AsyncDataBridge(uri: Optional[str] = None, timeout: int = 30, is_local: bool = False)

Cache

Class for interacting with a cache.

Cache(db: DataBridge, name: str)

Methods

update

update() -> bool

Update the cache with the latest documents.

Returns: Boolean indicating success


add_docs

add_docs(docs: List[str]) -> bool

Add specific documents to the cache.

Parameters:

  • docs: List of document IDs to add to the cache

Returns: Boolean indicating success


query

query(
    query: str,
    max_tokens: Optional[int] = None,
    temperature: Optional[float] = None
) -> CompletionResponse

Query the cache.

Parameters:

  • query: Query text
  • max_tokens: Maximum tokens in completion (optional)
  • temperature: Model temperature (optional)

Returns: A CompletionResponse object


AsyncCache

Asynchronous version of Cache. Has the same methods but with async/await support.

Rule Classes

MetadataExtractionRule

MetadataExtractionRule(schema: Union[Type[BaseModel], Dict[str, Any]])
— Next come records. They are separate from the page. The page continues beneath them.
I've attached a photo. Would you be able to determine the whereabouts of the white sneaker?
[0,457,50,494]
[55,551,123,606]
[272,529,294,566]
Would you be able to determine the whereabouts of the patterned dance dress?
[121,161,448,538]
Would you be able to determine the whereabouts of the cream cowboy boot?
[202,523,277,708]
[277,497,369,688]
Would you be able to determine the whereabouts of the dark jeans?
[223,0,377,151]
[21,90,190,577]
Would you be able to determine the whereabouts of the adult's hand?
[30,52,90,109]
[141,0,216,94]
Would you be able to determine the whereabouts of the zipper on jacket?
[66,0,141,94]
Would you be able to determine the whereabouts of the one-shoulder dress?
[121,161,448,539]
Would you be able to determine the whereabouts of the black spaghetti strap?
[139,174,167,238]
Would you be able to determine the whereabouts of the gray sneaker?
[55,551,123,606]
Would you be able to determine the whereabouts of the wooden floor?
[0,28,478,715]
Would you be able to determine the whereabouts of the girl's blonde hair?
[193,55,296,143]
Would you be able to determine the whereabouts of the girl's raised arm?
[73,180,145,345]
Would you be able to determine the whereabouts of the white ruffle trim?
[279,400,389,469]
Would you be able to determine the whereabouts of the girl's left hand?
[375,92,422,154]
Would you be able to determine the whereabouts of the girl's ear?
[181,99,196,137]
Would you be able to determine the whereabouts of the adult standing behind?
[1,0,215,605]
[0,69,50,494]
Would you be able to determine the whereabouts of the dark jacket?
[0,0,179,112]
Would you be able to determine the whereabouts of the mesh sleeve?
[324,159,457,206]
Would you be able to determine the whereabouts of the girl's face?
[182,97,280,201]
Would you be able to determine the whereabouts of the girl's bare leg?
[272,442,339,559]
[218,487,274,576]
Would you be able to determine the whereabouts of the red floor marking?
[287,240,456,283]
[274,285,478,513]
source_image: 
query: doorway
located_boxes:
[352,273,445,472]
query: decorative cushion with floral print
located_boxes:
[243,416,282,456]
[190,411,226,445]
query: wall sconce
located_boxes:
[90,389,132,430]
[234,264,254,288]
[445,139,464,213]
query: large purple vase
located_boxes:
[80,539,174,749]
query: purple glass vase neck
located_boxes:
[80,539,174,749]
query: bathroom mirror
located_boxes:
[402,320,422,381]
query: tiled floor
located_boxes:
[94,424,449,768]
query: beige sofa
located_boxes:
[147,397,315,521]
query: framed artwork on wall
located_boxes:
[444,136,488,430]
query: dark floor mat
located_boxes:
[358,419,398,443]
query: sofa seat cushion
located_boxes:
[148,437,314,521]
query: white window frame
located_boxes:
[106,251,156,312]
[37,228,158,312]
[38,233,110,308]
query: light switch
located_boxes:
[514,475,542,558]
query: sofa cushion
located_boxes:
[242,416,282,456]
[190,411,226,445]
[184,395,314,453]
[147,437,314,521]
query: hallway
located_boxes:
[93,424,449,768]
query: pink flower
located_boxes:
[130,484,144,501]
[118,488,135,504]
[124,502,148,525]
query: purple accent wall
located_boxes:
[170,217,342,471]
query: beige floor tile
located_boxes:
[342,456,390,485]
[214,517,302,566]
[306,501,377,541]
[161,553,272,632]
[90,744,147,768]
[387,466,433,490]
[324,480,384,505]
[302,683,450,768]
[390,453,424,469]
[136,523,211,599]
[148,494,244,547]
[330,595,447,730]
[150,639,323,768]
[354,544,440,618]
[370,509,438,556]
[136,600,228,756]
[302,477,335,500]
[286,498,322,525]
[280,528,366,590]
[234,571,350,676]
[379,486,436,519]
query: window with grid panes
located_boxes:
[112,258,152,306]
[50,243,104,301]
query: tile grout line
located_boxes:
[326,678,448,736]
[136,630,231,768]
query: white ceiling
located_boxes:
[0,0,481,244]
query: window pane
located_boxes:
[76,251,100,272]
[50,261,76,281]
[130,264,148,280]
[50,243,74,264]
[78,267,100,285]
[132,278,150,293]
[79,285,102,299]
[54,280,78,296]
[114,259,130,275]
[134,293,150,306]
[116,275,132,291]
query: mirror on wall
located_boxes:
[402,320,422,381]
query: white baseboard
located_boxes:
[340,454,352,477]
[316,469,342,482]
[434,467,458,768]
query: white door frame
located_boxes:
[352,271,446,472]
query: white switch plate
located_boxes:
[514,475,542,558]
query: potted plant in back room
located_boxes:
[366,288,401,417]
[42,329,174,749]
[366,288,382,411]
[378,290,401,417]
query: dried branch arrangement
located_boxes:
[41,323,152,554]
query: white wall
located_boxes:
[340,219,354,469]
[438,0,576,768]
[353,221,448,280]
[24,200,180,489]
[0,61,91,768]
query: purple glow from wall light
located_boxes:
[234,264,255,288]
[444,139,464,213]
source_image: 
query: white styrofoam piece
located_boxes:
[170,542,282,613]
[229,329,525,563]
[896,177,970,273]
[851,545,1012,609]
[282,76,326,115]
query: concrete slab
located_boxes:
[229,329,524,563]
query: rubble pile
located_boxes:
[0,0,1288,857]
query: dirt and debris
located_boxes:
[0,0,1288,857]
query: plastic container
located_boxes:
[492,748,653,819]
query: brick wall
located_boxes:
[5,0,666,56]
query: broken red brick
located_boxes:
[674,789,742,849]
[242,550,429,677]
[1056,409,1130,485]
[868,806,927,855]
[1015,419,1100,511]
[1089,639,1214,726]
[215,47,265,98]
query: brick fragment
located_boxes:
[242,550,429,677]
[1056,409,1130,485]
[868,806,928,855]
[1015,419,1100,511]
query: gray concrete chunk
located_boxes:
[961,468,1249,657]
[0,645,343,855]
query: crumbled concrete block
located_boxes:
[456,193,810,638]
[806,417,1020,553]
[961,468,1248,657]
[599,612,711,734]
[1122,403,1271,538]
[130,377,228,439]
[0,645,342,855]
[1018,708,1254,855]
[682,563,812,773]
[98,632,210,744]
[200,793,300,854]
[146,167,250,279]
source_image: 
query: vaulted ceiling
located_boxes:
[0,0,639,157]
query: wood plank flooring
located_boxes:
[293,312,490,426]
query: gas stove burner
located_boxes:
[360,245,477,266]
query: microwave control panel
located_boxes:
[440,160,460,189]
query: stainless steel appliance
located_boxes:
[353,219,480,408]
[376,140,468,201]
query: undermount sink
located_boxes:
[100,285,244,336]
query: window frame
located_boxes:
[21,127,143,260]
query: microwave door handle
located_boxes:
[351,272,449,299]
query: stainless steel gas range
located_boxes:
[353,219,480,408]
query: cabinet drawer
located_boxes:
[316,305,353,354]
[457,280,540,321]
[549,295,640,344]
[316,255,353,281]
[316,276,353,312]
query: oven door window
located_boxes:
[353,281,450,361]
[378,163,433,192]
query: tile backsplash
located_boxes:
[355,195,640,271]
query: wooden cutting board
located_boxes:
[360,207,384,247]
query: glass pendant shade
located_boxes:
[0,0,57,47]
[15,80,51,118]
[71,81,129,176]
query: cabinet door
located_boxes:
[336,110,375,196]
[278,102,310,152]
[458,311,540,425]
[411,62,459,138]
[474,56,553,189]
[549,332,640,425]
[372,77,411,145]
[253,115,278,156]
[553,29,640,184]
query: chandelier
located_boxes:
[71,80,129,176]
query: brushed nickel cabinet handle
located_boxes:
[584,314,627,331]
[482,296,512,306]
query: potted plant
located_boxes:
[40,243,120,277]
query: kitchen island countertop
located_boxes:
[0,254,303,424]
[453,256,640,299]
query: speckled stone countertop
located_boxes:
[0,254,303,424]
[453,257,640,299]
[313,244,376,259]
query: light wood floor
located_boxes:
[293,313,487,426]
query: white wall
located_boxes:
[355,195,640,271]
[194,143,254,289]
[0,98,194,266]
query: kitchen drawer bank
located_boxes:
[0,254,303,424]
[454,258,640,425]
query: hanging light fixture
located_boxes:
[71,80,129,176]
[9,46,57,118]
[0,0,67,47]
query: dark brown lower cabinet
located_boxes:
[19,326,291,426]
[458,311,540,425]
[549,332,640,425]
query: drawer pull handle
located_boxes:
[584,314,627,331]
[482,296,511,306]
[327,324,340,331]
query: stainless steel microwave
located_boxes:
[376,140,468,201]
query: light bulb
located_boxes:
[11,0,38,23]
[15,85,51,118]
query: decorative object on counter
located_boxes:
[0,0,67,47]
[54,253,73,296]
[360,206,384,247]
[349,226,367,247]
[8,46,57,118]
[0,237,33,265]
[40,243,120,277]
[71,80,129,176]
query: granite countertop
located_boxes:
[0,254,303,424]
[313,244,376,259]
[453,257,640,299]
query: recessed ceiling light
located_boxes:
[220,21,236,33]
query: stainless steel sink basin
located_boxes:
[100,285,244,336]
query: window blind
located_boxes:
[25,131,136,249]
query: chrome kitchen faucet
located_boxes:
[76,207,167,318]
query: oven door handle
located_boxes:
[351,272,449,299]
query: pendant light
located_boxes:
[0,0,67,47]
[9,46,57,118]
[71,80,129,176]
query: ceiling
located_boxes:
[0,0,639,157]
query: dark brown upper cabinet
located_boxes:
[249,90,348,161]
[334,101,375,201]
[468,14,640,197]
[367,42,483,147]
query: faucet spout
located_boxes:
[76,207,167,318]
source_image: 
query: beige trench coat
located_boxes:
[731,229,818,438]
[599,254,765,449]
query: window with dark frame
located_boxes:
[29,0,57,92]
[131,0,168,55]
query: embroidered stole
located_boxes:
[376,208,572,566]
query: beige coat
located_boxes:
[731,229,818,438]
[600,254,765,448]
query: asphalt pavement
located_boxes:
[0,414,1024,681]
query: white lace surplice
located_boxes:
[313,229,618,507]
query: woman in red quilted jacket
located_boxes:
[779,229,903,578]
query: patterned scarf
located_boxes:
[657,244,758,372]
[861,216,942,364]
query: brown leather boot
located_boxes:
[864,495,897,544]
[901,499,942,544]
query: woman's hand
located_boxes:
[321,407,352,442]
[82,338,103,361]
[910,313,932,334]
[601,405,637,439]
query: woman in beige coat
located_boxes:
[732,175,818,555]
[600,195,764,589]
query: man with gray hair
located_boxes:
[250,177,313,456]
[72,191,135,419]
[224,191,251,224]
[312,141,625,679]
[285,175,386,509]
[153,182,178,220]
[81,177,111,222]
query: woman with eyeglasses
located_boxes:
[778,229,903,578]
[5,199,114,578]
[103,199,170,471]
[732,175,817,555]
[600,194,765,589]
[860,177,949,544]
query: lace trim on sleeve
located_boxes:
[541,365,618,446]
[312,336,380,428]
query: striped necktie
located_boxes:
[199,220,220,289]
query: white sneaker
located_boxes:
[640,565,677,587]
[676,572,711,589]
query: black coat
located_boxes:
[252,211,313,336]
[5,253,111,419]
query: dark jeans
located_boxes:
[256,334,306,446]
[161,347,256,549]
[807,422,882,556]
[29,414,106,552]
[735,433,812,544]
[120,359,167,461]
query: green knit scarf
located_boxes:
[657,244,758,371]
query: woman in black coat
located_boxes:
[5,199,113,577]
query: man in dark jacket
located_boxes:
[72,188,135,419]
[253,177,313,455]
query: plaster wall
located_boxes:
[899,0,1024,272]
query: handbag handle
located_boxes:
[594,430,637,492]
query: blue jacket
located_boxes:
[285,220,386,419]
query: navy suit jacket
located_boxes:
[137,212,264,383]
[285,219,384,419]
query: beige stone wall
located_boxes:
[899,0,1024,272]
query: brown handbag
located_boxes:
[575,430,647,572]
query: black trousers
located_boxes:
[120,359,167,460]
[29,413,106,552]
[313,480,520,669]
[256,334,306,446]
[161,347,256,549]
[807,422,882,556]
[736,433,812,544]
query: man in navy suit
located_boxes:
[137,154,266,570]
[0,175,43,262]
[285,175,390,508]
Rule for extracting metadata using a schema.

Parameters:

  • schema: Pydantic model class or dictionary schema

NaturalLanguageRule

NaturalLanguageRule(prompt: str)

Rule for transforming content using natural language.

Parameters:

  • prompt: Instruction for how to transform the content

Data Models

Document

Document(
    external_id: str,
    content_type: str,
    filename: Optional[str] = None,
    metadata: Dict[str, Any] = {},
    storage_info: Dict[str, str] = {},
    system_metadata: Dict[str, Any] = {},
    access_control: Dict[str, Any] = {},
    chunk_ids: List[str] = []
)

Represents a document in DataBridge.


ChunkResult

ChunkResult(
    content: str,
    score: float,
    document_id: str,
    chunk_number: int,
    metadata: Dict[str, Any] = {},
    content_type: str,
    filename: Optional[str] = None,
    download_url: Optional[str] = None
)

Represents a chunk result from a query.


FinalChunkResult

FinalChunkResult(
    content: str | PILImage,
    score: float,
    document_id: str,
    chunk_number: int,
    metadata: Dict[str, Any] = {},
    content_type: str,
    filename: Optional[str] = None,
    download_url: Optional[str] = None
)

Represents a processed chunk result from a query, with support for images.


DocumentResult

DocumentResult(
    score: float,
    document_id: str,
    metadata: Dict[str, Any] = {},
    content: DocumentContent
)

Represents a document result from a query.


CompletionResponse

CompletionResponse(
    completion: str,
    usage: Dict[str, int]
)

Represents a completion response from a query.


Exceptions

DataBridgeError

Base exception for all DataBridge SDK errors.

AuthenticationError

Exception raised for authentication-related issues.

ConnectionError

Exception raised for connection-related issues.